For the time being, I’m dedicating this blog to a raw and honest conversation about family life. The ups and the downs. And boy, are there a lot of downs. I have finally embraced the idea that being heartbroken is not the same as being ungrateful. Being fallible does not mean I’m setting a bad example for the youth. Being angry, sad, petty, worried, discouraged, or depressed does not mean I don’t have a testimony of the Great Plan of Happiness.

I am finally ready to talk about my Real Life, but not in a complainy sort of way that hides what my heart is really saying. Not, “It’s so annoying that my daughter won’t sleep, I’m so tired” and laugh it off.

More in the way that says, “My daughter won’t sleep and it gives me anxiety. I fear she will never heal because sleep is so crucial for healing. What if she is sick forever because I can’t teach her how to sleep? What if she can never be a normal child? Or have children because she’s too unhealthy? Or…or...or...” 

The spiraling fears that seem so ridiculous when I write them out, but are genuine thoughts that crowd out the very best things in my life. The thoughts that aren't usually at the forefront of my mind, but are a constant buzzing in the background, despite fighting tooth and nail to eradicate them. The real pains of my heart that I can only give to my Savior if I face head on.

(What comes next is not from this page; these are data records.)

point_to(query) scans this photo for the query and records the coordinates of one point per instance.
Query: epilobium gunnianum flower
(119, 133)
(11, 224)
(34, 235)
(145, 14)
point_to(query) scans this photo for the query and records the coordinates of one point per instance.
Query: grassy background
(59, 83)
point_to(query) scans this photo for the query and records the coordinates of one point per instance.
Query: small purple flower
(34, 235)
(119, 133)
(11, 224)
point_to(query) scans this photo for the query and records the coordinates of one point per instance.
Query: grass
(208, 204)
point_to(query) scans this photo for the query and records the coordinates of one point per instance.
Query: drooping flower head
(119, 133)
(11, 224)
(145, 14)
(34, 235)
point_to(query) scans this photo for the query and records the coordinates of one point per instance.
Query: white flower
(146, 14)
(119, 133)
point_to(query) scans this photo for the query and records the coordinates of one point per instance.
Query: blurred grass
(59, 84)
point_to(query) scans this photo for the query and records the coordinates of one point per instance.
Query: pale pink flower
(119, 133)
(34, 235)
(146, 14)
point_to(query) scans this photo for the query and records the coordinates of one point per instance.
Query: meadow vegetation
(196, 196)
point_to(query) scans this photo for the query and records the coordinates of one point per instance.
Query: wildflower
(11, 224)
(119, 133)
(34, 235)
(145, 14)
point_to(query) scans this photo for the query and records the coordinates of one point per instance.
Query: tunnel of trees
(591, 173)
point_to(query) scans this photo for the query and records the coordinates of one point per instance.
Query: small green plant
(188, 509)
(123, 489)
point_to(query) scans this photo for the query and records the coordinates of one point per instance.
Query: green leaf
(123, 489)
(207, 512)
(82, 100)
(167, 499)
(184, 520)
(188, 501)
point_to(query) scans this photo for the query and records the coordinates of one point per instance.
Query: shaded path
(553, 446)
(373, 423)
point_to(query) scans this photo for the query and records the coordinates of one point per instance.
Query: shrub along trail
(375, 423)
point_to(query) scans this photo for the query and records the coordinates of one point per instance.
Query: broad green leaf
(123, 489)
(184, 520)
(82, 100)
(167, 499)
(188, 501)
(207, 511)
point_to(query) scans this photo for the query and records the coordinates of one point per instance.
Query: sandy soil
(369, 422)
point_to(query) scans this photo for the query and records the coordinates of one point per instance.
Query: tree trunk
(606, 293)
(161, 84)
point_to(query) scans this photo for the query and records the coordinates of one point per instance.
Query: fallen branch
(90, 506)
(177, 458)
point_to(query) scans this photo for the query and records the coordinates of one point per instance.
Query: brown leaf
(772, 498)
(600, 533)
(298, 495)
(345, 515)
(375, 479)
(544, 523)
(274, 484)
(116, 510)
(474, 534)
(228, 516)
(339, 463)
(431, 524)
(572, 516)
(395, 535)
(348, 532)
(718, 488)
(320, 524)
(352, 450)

I love my children and they thrive when I am transparent, authentic, and genuine. The questions and the answers, the confusion and the epiphanies, the pride and the humility…these are all part of the Real Me. The Real Me is who I want raising my babies, because that’s who my babies want to raise them.

If you are still reading this nearly-defunct blog, please join the conversation. I know you are a good parent, even if you do not have children. And you are the light that I want in my life.

Much love,
J

04 July 2012

Splash Pad Bday

We held Jonas' 4th birthday party today (a water themed birthday), but I found these cutey photos from his 2nd birthday in my drafts. Looks like we seems to have a thing for water. Oh the fun of summer birthdays!










02 July 2012

Once Upon a Time I Decided to Start Blogging Again

Blog, I miss you. Sure I have that other blog of mine and my journal and my kids' journals, but what about all those other things in my life?

Like when Mark Zuckerberg got married on my birthday weekend and he looked remarkably similar to a Mark I almost married. I felt like I was looking at the wedding-picture-that-almost-was, but had nowhere to share.*



Or when Katy Perry and Russell Brand split and I was sad for days and days.**


Or when Sid the Science Kid officially became more annoying than Caillou (unconscionable!)***.


You see? All this frivolty needs an outlet.

I am ready for a reconciliation. Blog, will you forgive my absence? In penance, here is a story from this evening.

The Littles love to be in the kitchen with me. I sit them on the counter and we cook together, which is great. Except when the counter is dirty. The width is approximately me + one child, so there's not much space to stand.

This weekend I made play fences and pulled one over to give myself some cleaning solitude. Displeased, they were! The fences are easily (and often) moved, but when the intent was decidedly unfriendly-Kitchen's Closed-they felt like victims of mutiny.


Despite the betrayal, I love my new barrier. The whole kitchen was sparkling by the time I opened the gates to the desperate crowd. My sis-in-law made the genius suggestion of using it for the bathroom too. So many possibilities.

Upon entrance and in a rare moment of camaraderie, the prisoners embraced. After having experienced such horrific conditions, the two found common ground and could celebrate the end of their bondage.